The Nuffield Trust has evaluated many new models of care, and for a number of reasons the results are often rather lacklustre against the expectations of the designers. Our evaluation of an intervention in care homes in Outer North East London has been a welcome exception. The scheme, called Health 1000, offers nursing homes access to GP support from 8am until 8pm, seven days a week, as well as training and advice for care home workers and help from a geriatrician.
We have seen reductions in the use of emergency inpatient services, especially in the last three months of life, and the care homes and their residents also benefited significantly from better and more organised care. Other evaluations of this type of model have found similarly impressive results.
So what works?
There are some important lessons to be learnt from such successful interventions.
First, those with the best results have generally targeted the care homes with the highest utilisation rates and which are keen to participate. Nonetheless, developing relationships between care homes and the NHS requires hard work. One of the features that struck me about other schemes of this nature has been the type of people driving them – interpersonally skilled, and able to develop and manage a range of relationships across the system. This is even more complex as care homes vary in their management approach, with some part of a corporate chain.
I have heard NHS people say that care homes are happy to get residents into hospital, as it makes their work easier. But the impact of being in hospital for even a short period, in terms of muscle loss, decompensation and other problems, is so significant that it has the opposite effect. Once this point is understood, it turns out that the interests of the NHS and the care homes are much more aligned than is often assumed.
One other interesting oddity that these models sometimes uncover is a presumption that, because people are in a care home, they do not need – or sometimes should not have – NHS care. In fact providing support to care homes, from specialist nurses, help with IV therapy and a number of other interventions, goes beyond what a care home can reasonably provide and has big benefits for the residents and the NHS.
A further lesson is that the interventions that deliver change are a bundle of different practices, and it is not possible to isolate one.

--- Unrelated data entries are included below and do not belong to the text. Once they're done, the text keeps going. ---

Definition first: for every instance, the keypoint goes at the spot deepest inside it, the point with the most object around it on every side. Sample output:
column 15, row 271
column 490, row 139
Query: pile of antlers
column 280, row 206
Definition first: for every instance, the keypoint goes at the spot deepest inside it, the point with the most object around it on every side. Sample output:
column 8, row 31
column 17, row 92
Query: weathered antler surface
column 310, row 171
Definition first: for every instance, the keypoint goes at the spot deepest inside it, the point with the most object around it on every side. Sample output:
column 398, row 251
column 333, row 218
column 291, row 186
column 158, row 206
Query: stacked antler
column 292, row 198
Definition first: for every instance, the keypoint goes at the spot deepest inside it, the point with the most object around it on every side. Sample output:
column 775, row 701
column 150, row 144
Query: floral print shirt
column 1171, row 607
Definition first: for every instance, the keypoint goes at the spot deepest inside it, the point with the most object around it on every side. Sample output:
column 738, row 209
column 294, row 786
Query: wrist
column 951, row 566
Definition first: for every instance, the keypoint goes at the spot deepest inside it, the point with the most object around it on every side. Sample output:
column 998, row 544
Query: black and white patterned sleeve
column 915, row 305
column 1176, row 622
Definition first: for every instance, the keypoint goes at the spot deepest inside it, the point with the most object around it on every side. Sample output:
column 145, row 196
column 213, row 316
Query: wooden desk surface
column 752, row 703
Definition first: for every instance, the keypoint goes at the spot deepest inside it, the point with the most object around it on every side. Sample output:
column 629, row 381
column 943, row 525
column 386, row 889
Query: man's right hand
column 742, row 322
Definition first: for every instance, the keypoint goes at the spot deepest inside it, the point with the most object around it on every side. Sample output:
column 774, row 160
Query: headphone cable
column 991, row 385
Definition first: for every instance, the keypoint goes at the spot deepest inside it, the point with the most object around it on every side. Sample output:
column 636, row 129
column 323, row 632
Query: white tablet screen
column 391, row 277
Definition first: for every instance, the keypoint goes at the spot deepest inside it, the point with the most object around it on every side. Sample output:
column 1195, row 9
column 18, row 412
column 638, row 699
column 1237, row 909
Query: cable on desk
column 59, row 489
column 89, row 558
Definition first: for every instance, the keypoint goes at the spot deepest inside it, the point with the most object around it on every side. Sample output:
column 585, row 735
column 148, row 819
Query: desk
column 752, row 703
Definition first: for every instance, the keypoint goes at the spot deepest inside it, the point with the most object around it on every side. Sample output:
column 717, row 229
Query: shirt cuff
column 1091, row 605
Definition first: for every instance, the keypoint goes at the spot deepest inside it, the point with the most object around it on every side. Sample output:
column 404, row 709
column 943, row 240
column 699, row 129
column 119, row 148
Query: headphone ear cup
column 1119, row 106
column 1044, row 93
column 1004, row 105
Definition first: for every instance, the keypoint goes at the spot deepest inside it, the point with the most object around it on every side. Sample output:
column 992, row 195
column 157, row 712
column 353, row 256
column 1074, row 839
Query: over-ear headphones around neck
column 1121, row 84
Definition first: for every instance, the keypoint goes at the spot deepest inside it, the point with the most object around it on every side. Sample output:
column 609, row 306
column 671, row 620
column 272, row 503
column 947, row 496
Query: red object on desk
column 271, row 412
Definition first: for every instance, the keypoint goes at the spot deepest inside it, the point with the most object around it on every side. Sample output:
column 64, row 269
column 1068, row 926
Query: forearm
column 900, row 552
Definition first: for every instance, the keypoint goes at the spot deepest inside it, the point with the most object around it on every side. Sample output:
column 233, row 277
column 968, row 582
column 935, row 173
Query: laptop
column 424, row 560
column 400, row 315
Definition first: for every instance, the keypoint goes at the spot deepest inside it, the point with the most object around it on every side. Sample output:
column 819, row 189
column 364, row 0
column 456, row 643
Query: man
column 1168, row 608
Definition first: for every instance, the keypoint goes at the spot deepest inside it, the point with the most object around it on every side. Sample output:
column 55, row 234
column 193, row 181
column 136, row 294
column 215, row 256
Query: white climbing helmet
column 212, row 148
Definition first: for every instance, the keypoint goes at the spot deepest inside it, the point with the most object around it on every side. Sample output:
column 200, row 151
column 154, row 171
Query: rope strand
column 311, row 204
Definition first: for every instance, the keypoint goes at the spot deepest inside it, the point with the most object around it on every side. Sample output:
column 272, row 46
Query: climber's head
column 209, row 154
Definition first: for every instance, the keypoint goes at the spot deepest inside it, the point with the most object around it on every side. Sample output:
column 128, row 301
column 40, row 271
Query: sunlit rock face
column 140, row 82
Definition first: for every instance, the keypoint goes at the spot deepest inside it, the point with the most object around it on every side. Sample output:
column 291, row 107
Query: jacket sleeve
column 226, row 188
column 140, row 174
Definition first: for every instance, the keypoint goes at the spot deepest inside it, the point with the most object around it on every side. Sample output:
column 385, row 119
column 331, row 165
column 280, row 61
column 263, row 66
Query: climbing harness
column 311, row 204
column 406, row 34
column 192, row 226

This again is a common feature of many new models and is often their undoing. The bundle of interventions are often interconnected and letting one fail can undermine the results.
An important point that applies to many of the models is around how savings are calculated. Economic evaluation tends to look at the full cost, or even the tariff, to estimate savings. The danger that bed days not used by care home residents are taken up by others is a well-known problem that can fully consume any savings.
The real saving is probably at the margin, and even with very significant scaling up it may be difficult to release fixed or even semi-variable costs. This remains a major challenge, as there is no agreed method for really working out how costs fall out when services change.
Whatever the fine print, these models really do show the impact of well-designed, relatively simple but skilfully executed projects driven by bottom-up effort. We need more like this.